When I built a small shed I had to find a new home for our 15-foot aluminum canoe. I moved the canoe close to our back fence. The neighbors wouldn't have to look at it there.
Our canoe sat, propped off the ground on a 2 by 4 frame until summertime. Occasionally, we hauled it to a nearby lake, paddled it about, and then returned it to its home at the back fence.
Wherever I looked, the canoe and kayak "focals" were always catching my eye.
I enjoy the view from our upstairs bathroom window. Every day I check the weather outside and note any floral progress in the garden. That upended canoe was not a very attractive focal point. I had planted hostas, bleeding hearts and Spanish bluebells in front of the canoe, but that aluminum behemoth rose above the greenery.
I was just getting used to it, when the situation worsened. We acquired a BRIGHT yellow 14.5-foot kayak. Yep. The upended yellow kayak resides above the canoe.
Our kayak and canoe "living out in the open". A small fruiting cherry tree is establishing itself on the left.
From every angle, these watercraft were an eyesore.
What to do? Cover them with a blue tarp? Or a silver tarp? Or devise something permanent because these watercraft were staying a while?
Because our grape arbor looked attractive, it presented me with a design precedent.
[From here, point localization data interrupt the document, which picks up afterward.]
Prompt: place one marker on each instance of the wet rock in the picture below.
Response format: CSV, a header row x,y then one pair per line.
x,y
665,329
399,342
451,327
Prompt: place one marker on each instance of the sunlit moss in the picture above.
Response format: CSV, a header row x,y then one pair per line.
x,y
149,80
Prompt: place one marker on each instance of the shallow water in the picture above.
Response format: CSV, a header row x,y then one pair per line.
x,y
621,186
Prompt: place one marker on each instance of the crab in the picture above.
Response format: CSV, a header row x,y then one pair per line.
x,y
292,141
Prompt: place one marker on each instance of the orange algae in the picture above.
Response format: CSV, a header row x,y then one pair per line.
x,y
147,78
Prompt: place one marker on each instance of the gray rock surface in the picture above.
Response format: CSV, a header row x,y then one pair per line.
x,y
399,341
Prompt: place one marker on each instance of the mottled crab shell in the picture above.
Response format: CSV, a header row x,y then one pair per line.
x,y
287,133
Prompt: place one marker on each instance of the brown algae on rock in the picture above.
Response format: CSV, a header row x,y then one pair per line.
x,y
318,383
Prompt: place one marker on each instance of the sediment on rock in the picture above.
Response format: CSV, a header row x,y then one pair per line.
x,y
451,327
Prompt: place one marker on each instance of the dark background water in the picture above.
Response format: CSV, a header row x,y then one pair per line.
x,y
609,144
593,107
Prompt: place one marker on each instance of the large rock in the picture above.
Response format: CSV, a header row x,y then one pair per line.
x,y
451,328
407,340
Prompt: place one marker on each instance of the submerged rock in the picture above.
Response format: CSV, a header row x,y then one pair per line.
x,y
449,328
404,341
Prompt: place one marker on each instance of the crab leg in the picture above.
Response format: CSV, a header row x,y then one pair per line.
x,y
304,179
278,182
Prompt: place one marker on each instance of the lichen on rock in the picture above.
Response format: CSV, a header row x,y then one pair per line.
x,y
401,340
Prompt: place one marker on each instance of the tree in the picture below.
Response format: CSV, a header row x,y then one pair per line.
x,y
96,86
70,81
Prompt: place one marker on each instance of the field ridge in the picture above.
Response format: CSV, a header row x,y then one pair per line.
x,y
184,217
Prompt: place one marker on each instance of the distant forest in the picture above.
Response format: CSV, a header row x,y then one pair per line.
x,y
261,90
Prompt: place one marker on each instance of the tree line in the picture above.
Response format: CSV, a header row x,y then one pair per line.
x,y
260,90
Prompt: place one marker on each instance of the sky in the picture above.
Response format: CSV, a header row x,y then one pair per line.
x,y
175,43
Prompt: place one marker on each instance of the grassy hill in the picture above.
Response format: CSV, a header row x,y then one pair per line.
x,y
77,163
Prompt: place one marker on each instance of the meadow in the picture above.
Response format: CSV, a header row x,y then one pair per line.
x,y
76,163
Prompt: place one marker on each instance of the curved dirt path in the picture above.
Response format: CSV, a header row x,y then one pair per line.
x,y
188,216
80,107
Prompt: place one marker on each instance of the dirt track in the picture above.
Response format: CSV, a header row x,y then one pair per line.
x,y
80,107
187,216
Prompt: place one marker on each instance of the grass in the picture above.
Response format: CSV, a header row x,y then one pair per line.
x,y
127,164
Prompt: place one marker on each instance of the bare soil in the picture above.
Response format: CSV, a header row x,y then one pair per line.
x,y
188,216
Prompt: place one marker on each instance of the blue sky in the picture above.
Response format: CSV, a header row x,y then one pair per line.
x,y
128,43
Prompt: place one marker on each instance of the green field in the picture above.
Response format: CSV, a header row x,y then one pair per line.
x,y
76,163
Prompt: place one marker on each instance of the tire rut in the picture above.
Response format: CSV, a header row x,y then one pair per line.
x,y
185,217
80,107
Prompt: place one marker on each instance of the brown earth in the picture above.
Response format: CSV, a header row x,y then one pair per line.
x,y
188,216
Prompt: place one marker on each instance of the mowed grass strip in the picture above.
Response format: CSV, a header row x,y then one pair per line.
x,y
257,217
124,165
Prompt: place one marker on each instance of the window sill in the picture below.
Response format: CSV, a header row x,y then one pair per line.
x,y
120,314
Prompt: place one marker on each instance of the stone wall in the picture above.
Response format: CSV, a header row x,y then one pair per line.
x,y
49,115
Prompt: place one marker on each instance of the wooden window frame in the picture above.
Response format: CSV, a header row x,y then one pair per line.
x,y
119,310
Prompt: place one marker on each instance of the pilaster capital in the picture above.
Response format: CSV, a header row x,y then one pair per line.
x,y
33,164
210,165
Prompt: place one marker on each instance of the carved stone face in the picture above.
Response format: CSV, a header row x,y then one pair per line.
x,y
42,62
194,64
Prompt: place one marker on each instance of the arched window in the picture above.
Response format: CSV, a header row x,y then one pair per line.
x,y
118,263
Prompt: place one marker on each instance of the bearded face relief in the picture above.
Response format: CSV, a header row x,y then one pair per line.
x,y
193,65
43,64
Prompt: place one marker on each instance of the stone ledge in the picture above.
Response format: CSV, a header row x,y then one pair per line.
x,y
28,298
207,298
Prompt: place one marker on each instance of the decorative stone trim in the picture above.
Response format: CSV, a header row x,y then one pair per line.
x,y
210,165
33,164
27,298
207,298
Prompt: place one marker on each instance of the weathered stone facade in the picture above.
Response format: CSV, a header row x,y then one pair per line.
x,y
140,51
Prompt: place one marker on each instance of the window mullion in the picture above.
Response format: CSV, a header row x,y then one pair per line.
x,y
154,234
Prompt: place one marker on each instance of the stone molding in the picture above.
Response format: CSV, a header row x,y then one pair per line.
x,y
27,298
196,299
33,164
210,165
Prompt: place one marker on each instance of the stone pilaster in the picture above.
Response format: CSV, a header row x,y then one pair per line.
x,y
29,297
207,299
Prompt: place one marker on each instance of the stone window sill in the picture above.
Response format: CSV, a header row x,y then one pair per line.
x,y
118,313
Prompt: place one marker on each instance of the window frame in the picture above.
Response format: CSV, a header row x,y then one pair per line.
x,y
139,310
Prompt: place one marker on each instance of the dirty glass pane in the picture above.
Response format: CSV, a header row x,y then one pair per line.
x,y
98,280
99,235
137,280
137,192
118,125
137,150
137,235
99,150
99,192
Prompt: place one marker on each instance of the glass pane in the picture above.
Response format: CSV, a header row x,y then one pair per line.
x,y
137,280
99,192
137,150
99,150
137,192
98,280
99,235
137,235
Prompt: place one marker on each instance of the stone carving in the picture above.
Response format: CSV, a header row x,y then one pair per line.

I didn't seek wifely approval this time. I instantly knew what would look good. I hurriedly sketched my plan and made another trip to The Home Depot. I purchased two additional pressure-treated 4 by 6 posts, poured concrete footings and plumbed my two new posts. I built the screen of closely spaced 1 by 2's and (with help because of all the weight of the wood) mounted it to the front face of the posts. I could not find upper beams long enough, so I used metal splicing plates and dozens of nails to assemble beams to suit my need. The new upper beams matched those of the grape arbor in style and provide support for hanging planters.
The new screen is quite effective in disguising the watercraft.
The watercraft screen from another viewpoint.
I made a pair of wood plant carriers to match the screening and hung them with lightweight dog chains. The screen lies in near-total shade, so I plant primroses, fuschias, and impatiens in the plant carrier baskets.
I hardly notice the canoe and kayak at all these days. I'll soon plant climbing hydrangeas to train up the posts, which will help soften the architecture of the screen and, when established, will add a new vertical dimension to the existing greenery.